We have shown that specially designed polycyclic aromatic hydrocarbons (PAHs) can be quantitatively converted to the “preprogrammed” ultra-short singly-capped nanotubes bearing several CNT segments. The tubes obtained by this route are already bonded to the metal and can be used directly for the SWCNT fabrication on the same metal surface. We have demonstrated that CNT seeds are active in tube growth initiation and can be grown to isomerically pure SWCNTs by epitaxial elongation under Chemical Vapor Deposition (CVD) condition. For the first time the uncontrolled CNT nucleation has been avoided and predefined isomerically pure and defect free SWCNTs were effectively fabricated.
A specially fluorinated C60 fullerene precursor was converted to the target C60 cage by laser ionisation via highly selective HF elimination without any detectable side reactions and undesired fragmentations. The fully selective transformation to the target fullerene has been unambiguously demonstrated using a 13C-labeled precursor. In general the findings open new horizons for the synthesis of new carbon-based nanomaterials, which cannot be obtained by any conventional alternative method.
We have synthesized and characterized single crystals of the fulleride based 1D electric conductor (KC60(THF)5·2THF) in which C60 anions are highly ordered in 2D corrugated layers. The combination of the counter alkali metal cation coordinated with solvent ligands prevents the dimerization of C60·- and the conductivity loss over a large temperature range. The spatial separation of particular fullerene anions kept their orbital correlation resulting in the 1D conductivity in the 2D layer with counterintuitive anisotropy.

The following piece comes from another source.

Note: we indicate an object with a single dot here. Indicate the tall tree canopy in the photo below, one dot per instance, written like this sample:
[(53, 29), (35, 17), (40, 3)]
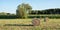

On the base of experimental ESR and SQUID data and X-ray analysis we have demonstrated that conduction electrons move freely only along the C60-channels with larger intercentroid separation whereas the channels with shorter C60-C60 contacts in the same layer are nonconductive.
Building bowls: An effective intramolecular aryl–aryl coupling is the key step in the rational synthesis of carbon based nanostructures. We have found that such a process can be embodied very efficiently through quantitative HF elimination on active Al2O3. The process is characterized by an unprecedentedly high chemoselectivity and regiospecificity allowing the facile synthesis of extended bowl shaped hydrocarbons in multi-gram scale.
Synthesis of polycyclic aromatic hydrocarbons possessing a carbon connectivity required for the generation of extended hemispherical buckybowls via intramolecular cyclodehydrogenation is a key prerequisity for the rational synthesis of isomerically pure single-walled carbon nanotubes (SWCNTs). We have developed several approaches to the precursors for the rational synthesis of isomerically pure armchair, zigzag and chiral single-walled carbon nanotubes (SWCNTs). The suggested synthesis strategy provides further options for the construction of precursors for virtually any possible SWCNT chiralities.
A Pt surface-catalyzed cyclodehydrogenation reaction enabled selective formation of various carbon based nanostructures from specially “preprogrammed” polycyclic organic precursors. As no C-C bond rearrangement occurred during the reaction, only specifically designed precursors gave the desired carbon nanostructure (see picture).This efficient and selective condensation process opens new horizons in the directed synthesis of fullerenes and related structures. On the basis of these results, for the first time we successfully proceeded the rational synthesis of a higher fullerene C84(20) by folding of the respective C84H42 precursor.